Focisz dziecko? Hamuj wenę!
REDAKCJA • dawno temuW kulturze chrześcijańskiej nie trzeba kochać się z krucyfiksem, by zasłużyć na bana. Okazuje się, że wystarczy zrobić dziecku zdjęcia inne niż robi wzięta chyba żywcem do nieba Anna Gedes, a już pojawiają się kontrowersje.
Mam 37 lat, dwuletnią córeczkę i czteromiesięcznego synka. Tak długo walczyliśmy z biologią – ja i mój konkubent — o własne dzieci, że teraz chyba lekko przesadzamy z troską. Ale nadal jesteśmy sobą. Nie należymy do rodzin ckliwych, podejrzliwych, ortodoksyjnych, mówiących innym, jak trzeba żyć.
Może dlatego zachwycił nas link facebook.com, który wysłali nam znajomi. Niemowlę jako Superman, Rocky, Rzeźnik… Oglądaliśmy te fotografie z mieszanymi uczuciami, jednak z przewagą zachwytu wobec wnikliwości i konsekwencji twórcy.
Niestety, w kulturze chrześcijańskiej nie trzeba kochać się z krucyfiksem, by zasłużyć na bana.
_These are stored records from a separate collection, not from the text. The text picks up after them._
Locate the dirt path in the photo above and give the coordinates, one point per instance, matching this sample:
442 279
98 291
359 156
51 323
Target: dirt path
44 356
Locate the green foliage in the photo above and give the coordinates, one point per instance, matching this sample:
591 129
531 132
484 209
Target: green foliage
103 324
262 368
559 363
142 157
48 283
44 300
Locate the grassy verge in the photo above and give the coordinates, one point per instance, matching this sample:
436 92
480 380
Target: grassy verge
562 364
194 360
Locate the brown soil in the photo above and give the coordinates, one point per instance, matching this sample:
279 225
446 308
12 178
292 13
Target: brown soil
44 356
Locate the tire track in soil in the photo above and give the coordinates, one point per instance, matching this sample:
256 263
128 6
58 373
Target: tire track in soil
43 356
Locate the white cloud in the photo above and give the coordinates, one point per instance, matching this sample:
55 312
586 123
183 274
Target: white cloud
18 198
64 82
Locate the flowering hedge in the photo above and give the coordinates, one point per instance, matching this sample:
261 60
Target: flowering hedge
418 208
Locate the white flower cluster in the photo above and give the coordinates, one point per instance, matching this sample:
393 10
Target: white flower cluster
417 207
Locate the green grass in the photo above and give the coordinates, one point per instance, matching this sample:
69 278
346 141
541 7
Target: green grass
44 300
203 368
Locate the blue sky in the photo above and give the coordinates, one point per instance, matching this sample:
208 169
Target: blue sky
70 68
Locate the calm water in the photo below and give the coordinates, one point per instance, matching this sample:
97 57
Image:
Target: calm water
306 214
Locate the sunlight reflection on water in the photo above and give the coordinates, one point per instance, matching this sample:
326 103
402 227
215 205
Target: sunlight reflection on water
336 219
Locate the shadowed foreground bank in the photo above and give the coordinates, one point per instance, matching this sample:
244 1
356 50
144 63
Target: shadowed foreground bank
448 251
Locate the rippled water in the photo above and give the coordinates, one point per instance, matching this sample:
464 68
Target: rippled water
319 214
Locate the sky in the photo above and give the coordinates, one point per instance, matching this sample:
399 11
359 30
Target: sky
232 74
Okazuje się, że wystarczy zrobić dziecku zdjęcia inne niż robi wzięta chyba żywcem do nieba Anna Gedes, a już pojawiają się kontrowersje.
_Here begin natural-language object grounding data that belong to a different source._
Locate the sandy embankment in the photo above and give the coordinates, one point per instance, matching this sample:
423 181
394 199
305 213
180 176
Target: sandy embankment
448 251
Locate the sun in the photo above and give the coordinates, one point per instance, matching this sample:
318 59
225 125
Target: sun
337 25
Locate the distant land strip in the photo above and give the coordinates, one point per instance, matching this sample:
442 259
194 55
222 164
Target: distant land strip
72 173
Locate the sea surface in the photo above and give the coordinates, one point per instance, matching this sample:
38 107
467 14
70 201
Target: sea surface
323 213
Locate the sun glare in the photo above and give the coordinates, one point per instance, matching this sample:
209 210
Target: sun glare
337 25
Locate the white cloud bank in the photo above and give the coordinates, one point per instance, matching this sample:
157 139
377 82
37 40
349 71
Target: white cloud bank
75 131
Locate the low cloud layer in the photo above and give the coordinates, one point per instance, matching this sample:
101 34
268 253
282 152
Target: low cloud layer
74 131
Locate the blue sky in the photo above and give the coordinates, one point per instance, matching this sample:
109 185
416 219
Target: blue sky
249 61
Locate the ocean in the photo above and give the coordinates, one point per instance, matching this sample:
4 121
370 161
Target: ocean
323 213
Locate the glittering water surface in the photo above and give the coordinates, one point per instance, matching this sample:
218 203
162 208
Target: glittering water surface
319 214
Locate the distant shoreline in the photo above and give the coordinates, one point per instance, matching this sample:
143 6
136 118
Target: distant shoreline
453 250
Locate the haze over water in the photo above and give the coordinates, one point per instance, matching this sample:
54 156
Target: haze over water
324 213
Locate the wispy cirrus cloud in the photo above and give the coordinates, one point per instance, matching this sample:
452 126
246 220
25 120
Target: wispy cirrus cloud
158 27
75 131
Dla mnie te zdjęcia to wariacja na temat odwiecznej kołysanki – maleńki, a kim zostaniesz, jak dorośniesz? Wariacja znakomita i dająca do myślenia. Nie możemy uchronić dzieci przed ich osobistymi wyborami, ale możemy się na te wybory przygotować. Takie opcje przygotowała dla człowieka współczesna cywilizacja. Czy mamy na to jakikolwiek wpływ bez uciekania się do przemocy i gwałtu psychicznego na własnym dziecku? Czy to my aktywnie walczymy o równość szans, decydujemy o patologiach społecznych, o tym, kto będzie zaledwie rzeźnikiem, a kto aż kosmonautą? To również warto przemyśleć.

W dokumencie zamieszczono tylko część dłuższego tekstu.